The highlight of the convention, each year, was the installation of the new bar president. We've had a few women presidents since, but in those days, at least, they were all men. And at the big dinner on the last night of the annual meeting, the bar president would give a little speech and proudly introduce his family.

"Isn't that nice?" Long Suffering Spouse would say. "And each daughter is prettier than the next. But where's the wife?"

And my father would lean over and tell her. "See that one on the right? The youngest looking? That's the wife."

My father would lean over to tell my wife this so he could watch the horrified expression on her face as his message sunk in. He was very amused by it. "I think that's the second wife," he'd say, unless he said, "I believe that's wife no. 3." And then he'd add, "You have to spend a lot of time away from home if you want to be president of the bar association."

And that was just state bar politics. You can imagine how much time somebody involved in politics-politics must have been away from home. Absence may make the heart grow fonder, but it takes its toll on the family, too.

The decedent, we were told, was very proud of his family. He had a son and a daughter. His daughter he saw every day. I got the distinct impression he didn't see much of his son or his son's family. They live out East somewhere, and that surely explains some of it. Maybe most of it. But the eulogist, a nephew of the decedent -- making him a first cousin to the decedent's son and daughter -- made it a point to address the son's kids directly from the pulpit. "You don't know me," he began....

You don't know me? Well, my first cousins have roughly 30 kids among them and I don't know them all either. But the eulogist was with their grandpa every day for several decades, he said, as driver, as confidant, as traveling companion, as factorum -- surely if those kids knew their grandfather, they must have known the eulogist as well, right? Well, apparently not....

I have two grandchildren (a third is pending) and both were over at the house over the weekend. I don't suppose the house can be overrun with grandchildren when there are only two, but my wife and I weren't planning on quite so much family togetherness this weekend -- we have a ton of work to do if we hope to get to Youngest Son's Spring Training next week in Florida -- and we were able to accomplish very little. Although going home at nights put an effective kibosh on my political ambitions, at least my grandchildren may get to know me -- if I live long enough.
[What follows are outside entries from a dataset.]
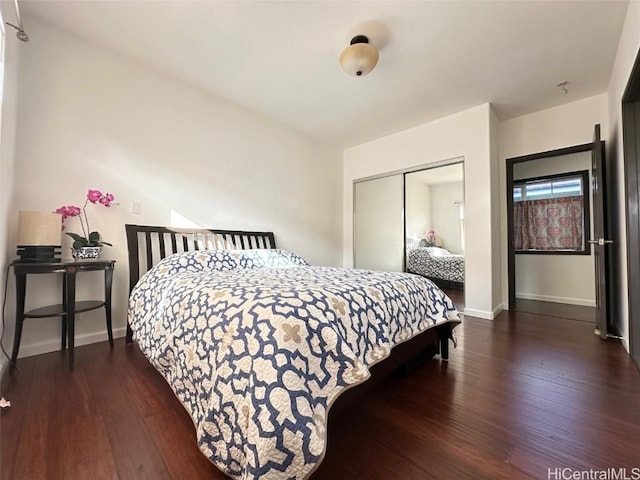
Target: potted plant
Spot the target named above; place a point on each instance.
(89, 244)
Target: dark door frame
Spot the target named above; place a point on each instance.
(510, 162)
(631, 152)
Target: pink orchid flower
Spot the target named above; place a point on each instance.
(94, 195)
(89, 237)
(106, 199)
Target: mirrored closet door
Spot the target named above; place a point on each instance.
(413, 221)
(434, 219)
(378, 224)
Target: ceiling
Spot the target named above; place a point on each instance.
(439, 175)
(280, 58)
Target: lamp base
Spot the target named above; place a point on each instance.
(39, 253)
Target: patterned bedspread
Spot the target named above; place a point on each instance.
(436, 262)
(257, 345)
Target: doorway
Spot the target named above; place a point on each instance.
(413, 221)
(631, 146)
(550, 221)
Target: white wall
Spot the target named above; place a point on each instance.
(418, 206)
(627, 51)
(8, 99)
(557, 278)
(466, 135)
(445, 216)
(90, 118)
(564, 126)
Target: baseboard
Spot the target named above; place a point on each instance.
(548, 298)
(625, 344)
(28, 350)
(472, 312)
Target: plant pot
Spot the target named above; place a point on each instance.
(86, 252)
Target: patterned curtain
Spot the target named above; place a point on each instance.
(549, 224)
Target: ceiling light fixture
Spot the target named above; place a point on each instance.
(20, 33)
(360, 57)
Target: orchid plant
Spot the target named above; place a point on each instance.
(89, 238)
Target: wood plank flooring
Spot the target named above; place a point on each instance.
(553, 309)
(520, 395)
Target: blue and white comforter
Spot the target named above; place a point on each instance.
(257, 345)
(436, 262)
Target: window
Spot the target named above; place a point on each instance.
(551, 213)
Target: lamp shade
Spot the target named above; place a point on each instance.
(359, 58)
(39, 228)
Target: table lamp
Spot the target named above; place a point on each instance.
(39, 238)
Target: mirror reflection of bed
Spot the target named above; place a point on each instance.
(428, 239)
(434, 211)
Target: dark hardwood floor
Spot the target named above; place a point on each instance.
(562, 310)
(520, 395)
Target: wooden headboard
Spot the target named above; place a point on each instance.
(148, 245)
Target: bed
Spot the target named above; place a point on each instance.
(438, 264)
(258, 345)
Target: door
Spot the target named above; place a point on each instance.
(379, 224)
(600, 242)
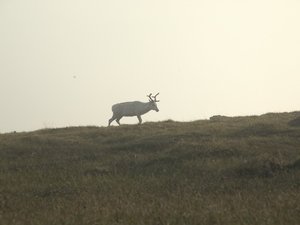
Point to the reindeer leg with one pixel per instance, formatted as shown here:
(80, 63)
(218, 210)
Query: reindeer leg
(140, 119)
(118, 120)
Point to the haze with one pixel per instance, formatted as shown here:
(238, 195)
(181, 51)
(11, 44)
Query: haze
(64, 63)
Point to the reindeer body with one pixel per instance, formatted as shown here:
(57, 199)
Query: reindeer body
(135, 108)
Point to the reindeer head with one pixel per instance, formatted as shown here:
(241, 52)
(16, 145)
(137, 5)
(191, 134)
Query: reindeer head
(152, 101)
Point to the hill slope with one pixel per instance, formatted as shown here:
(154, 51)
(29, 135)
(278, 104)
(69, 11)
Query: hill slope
(240, 170)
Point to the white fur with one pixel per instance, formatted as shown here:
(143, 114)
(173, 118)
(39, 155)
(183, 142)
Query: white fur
(132, 109)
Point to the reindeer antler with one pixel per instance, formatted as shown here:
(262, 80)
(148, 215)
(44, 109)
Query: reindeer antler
(154, 97)
(149, 96)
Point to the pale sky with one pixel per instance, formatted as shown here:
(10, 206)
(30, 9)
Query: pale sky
(65, 62)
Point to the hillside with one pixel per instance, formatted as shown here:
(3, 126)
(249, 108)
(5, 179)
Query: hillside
(226, 170)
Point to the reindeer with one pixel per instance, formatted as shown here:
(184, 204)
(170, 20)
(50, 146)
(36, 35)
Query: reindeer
(133, 109)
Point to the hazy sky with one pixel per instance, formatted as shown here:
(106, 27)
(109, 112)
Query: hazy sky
(65, 62)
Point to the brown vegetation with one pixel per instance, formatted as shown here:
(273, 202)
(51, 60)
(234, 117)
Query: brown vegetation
(240, 170)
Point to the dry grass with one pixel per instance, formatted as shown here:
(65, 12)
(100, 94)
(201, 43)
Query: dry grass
(242, 170)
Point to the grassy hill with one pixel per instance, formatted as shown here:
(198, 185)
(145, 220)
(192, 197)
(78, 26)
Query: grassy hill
(240, 170)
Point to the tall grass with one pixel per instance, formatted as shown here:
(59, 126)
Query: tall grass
(241, 170)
These were heretical thoughts to have, I suppose, during a long eulogy suffused with prominent political names, but there you have it.

Steve and I were walking back to the car after the car after the Mass.

"Charlotte got one of those new iPhones," he told me. Charlotte is Steve's wife.


"Yes," he said, "and she feels compelled, now, to show me anything that she finds interesting. Your new Facebook picture, for example."

Oh, that. As long as the grandkids were over, I made sure that their mothers got some pictures of the kids sitting on my lap. I put one up on Facebook as a new profile picture (in case you're wondering, Long Suffering Spouse doesn't want her picture on Facebook because she's a teacher). "Yeah, I saw she 'liked' it," I said. "I don't know," I went on, "maybe I'm being morbid. But I keep thinking I need new pictures for the tables at the funeral parlor. Just in case."

Steve laughed.

"You know," he said, "we used to go to weddings and take away ideas. I don't like this -- or I'd like to do that -- and we'd try and remember them for our own. Remember?"

"Yes," I said, as we pulled out into traffic, heading back home. "You're doing it at funerals now?" He grunted an affirmative. "Me, too," I said.